Dans un climat diplomatique devenu particulièrement tendu entre Paris et Alger, DNAlgérie a appris que, la France a récemment adopté deux mesures à l’encontre de l’Algérie qui soulèvent autant d’interrogations que d’étonnements.
La première mesure de la France contre l’Algérie consiste à retirer les emplacements de stationnement jusqu’alors réservés à la résidence de l’ambassadeur d’Algérie à Neuilly-sur-Seine, une commune huppée de la région parisienne. Une décision administrative qui, à première vue, peut sembler banale, mais qui envoie un signal diplomatique clair dans un contexte de crispation. La seconde décision est tout aussi surprenante : la municipalité de Neuilly, dirigée par Jean-Christophe Fromantin, a décidé d’imposer une redevance annuelle de 11 700 euros pour le portail de sécurité installé devant cette même résidence, un portail de sécurité pourtant discret et occupant à peine deux mètres carrés de surface.
Pour beaucoup d’observateurs, ces gestes s’apparentent davantage à des réactions d’humeur qu’à des actes diplomatiques structurés. D’autant plus que ces décisions interviennent dans un moment où la France semble chercher à reprendre la main dans un bras de fer symbolique, amorcé après une série de différends entre les deux capitales. En face, l’Algérie a choisi la voie du calme et de la rigueur institutionnelle, répondant aux différentes attaques par des déclarations diplomatiques mesurées. Le président Abdelmadjid Tebboune s’est montré ferme mais posé dans ses interventions, tandis que le ministère algérien des Affaires étrangères a pris soin de démonter, point par point, les accusations formulées par le ministre français de l’Intérieur Bruno Retailleau, dont certaines ont été qualifiées de calomnieuses par Alger.
Au sein même de la majorité présidentielle française, certaines voix ont exprimé leur malaise face à cette manière de gérer la relation franco-algérienne. Bruno Fuchs, député centriste réputé pour sa modération, a ainsi affirmé que la relation avec Alger est désormais « prise en otage par des manœuvres obscures », soulignant la disparition progressive des canaux classiques de dialogue. Ce commentaire reflète un sentiment partagé par plusieurs diplomates et analystes, qui notent un net recul du dialogue institutionnel entre les deux pays ces derniers mois.

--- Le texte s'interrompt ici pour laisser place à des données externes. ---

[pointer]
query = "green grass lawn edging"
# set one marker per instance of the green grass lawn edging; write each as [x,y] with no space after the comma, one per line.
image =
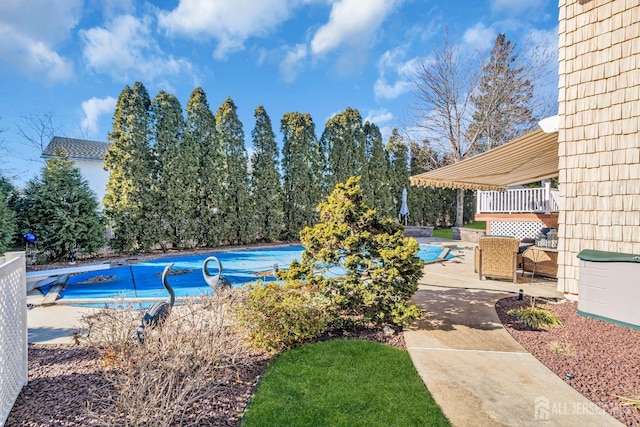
[343,382]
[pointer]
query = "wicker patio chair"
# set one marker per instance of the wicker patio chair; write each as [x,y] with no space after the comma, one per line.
[540,261]
[497,256]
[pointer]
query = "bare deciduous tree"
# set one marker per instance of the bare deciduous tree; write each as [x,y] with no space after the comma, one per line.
[460,102]
[38,130]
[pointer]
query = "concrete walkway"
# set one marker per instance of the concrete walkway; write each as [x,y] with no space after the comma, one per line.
[475,370]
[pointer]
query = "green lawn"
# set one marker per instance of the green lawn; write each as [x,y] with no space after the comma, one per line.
[343,383]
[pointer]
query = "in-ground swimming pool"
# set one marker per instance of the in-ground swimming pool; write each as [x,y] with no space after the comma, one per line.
[142,280]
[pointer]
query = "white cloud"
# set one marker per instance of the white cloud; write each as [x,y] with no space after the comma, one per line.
[379,116]
[93,108]
[290,65]
[392,63]
[126,49]
[230,22]
[352,22]
[518,7]
[480,37]
[31,31]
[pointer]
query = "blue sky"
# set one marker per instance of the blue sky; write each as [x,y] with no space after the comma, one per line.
[72,58]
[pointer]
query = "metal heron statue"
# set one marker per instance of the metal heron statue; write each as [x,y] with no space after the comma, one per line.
[217,283]
[158,312]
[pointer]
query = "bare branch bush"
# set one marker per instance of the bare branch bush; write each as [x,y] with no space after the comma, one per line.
[181,371]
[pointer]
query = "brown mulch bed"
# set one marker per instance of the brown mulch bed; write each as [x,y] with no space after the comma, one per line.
[601,360]
[63,379]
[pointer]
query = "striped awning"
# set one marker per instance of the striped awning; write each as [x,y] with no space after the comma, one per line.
[530,158]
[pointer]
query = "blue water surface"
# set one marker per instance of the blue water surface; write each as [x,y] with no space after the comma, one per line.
[143,280]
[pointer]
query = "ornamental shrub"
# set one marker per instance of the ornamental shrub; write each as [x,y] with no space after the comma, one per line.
[276,316]
[380,264]
[535,317]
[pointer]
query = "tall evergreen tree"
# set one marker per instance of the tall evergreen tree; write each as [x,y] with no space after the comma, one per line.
[344,145]
[375,183]
[128,160]
[237,208]
[174,174]
[399,171]
[208,153]
[63,212]
[302,166]
[265,179]
[8,220]
[429,205]
[503,100]
[7,226]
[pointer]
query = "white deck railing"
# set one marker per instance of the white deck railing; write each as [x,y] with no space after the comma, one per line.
[521,200]
[13,330]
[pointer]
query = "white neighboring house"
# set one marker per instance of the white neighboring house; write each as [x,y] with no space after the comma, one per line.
[88,156]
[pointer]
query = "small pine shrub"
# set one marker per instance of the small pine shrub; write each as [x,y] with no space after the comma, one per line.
[535,317]
[276,316]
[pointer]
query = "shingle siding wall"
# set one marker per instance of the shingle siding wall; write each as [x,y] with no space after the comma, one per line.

La tension actuelle trouve son origine dans un événement survenu à Paris, où un employé consulaire algérien a été interpellé dans une affaire jugée floue, liée à un certain « Amir Dz ». En guise de réponse, l’Algérie a décidé d’expulser 12 diplomates français, une mesure forte qui a été immédiatement suivie par une mesure identique de la part de la France. Paris a également rappelé son ambassadeur pour consultation, un acte qui marque une rupture nette dans la continuité diplomatique habituelle.
Pourtant, le 31 mars dernier, les présidents Tebboune et Macron s’étaient entretenus par téléphone et avaient convenu d’une feuille de route destinée à sortir de l’impasse. Cet échange avait suscité l’espoir d’un retour progressif à la normalisation, mais des éléments intervenus en coulisses semblent avoir mis à mal ce fragile processus. Des actions menées par des acteurs non identifiés auraient saboté cette dynamique de réconciliation, relançant ainsi une nouvelle série de tensions, dont les deux récentes mesures prises à Neuilly-sur-Seine sont les dernières manifestations.
Face à cette situation, Alger envisage plusieurs options de rétorsion, fondées sur le principe de réciprocité, pierre angulaire de sa politique étrangère. L’une des mesures actuellement à l’étude consisterait à réduire la superficie de la résidence de l’ambassadeur de France à Alger, qui passerait de 4 hectares à un seul hectare. Par ailleurs, la surface de l’ambassade de France elle-même, occupant aujourd’hui 14 hectares, pourrait être réduite à 2 hectares seulement. Une autre piste envisagée serait de revoir à la hausse les loyers des bâtiments occupés par la mission diplomatique française. Ces loyers, qui n’ont pas évolué depuis plusieurs décennies et sont jugés symboliques, pourraient faire l’objet d’une réévaluation significative, potentiellement chiffrée à plusieurs millions d’euros par an.
Ces réponses algériennes, si elles venaient à être mises en œuvre, marqueraient un tournant important dans les relations bilatérales, qui semblent aujourd’hui plus fragiles que jamais. Car au-delà des symboles et des gestes ponctuels, c’est l’ensemble du socle diplomatique construit entre Paris et Alger depuis l’indépendance qui est mis à l’épreuve. Et dans ce jeu de réponses croisées, il est peu probable que le simple retrait d’un panneau de stationnement ou la taxation d’un portail suffisent à rétablir un dialogue que beaucoup considèrent désormais comme en état de mort clinique.